Case ID: misc2d_177/html/0949-01.html
Source: Caselaw Access Project
Author: {"author": "Per Curiam.", "license": "Public Domain", "url": "https://static.case.law/"}
Date Created: 2024-08-24T03:29:51.129683

[679 NYS2d 236]
    Tompkins Park—St. Marks Associates, Appellant, v Boz Boz II Enterprises, Ltd., Respondent.
    Supreme Court, Appellate Term, First Department,
    July 15, 1998
    APPEARANCES OF COUNSEL
    
      Borah, Goldstein, Altschuler & Schwartz, P. C., New York City (Paul N. Gruber of counsel), for appellant.
   OPINION OF THE COURT

Per Curiam.

Order dated November 12, 1997 reversed, with $10 costs, tenant’s motion to dismiss the nonpayment petition is denied, and the matter is remanded to the Civil Court for further proceedings.
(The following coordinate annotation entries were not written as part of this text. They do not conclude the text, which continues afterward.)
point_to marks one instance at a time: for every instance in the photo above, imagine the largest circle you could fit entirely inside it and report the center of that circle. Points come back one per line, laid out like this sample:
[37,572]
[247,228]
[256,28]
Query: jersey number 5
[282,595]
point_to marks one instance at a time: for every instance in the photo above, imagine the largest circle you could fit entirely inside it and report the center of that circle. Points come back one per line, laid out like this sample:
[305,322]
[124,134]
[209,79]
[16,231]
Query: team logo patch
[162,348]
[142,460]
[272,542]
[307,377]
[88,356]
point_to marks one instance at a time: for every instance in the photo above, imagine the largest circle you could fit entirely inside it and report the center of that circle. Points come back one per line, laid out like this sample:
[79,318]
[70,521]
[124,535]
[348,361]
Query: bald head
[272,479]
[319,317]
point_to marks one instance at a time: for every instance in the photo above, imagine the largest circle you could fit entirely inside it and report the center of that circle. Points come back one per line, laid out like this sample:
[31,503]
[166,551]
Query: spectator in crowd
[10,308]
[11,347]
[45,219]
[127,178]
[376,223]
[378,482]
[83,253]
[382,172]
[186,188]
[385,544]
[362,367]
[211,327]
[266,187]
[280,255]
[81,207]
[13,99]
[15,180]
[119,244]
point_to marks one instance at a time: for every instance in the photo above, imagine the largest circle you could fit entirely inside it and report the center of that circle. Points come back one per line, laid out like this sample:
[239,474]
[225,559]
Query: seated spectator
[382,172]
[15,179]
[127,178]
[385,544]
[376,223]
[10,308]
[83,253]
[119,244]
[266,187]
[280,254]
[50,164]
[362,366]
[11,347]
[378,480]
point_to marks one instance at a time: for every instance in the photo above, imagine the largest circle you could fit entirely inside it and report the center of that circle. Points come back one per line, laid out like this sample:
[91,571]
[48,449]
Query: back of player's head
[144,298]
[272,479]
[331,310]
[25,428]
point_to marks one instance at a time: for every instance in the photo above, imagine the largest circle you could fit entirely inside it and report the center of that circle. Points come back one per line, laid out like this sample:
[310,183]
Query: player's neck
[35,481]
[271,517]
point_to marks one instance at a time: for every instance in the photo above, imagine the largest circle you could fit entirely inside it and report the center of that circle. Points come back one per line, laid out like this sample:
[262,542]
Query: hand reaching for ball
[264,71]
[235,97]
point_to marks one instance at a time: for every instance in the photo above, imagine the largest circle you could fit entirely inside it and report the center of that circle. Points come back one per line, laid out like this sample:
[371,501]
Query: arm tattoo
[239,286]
The business nonpayment petition stated landlord’s interest in the premises; stated tenant’s interest and its relationship to landlord under a written rental agreement; accurately described the premises sought to be recovered; and set forth the amounts of the arrearages and periods for which they were due. In such form the petition complied with the pleading requirements of RPAPL 741, and should not have been dismissed because it failed to state the date or terms of the parties’ lease. This is not a case where there are material misrepresentations in the petition as to the ownership or regulatory status of the property (cf., MSG Pomp Corp. v Doe, 185 AD2d 798). While petitions in summary proceedings must set forth sufficient facts so that the respondent may adequately frame a defense, judicial engraftment of “hypercritical restrictions” is disapproved (Reich v Cochran, 201 NY 450, 455).

Parness, P. J., Freedman and Davis, JJ., concur.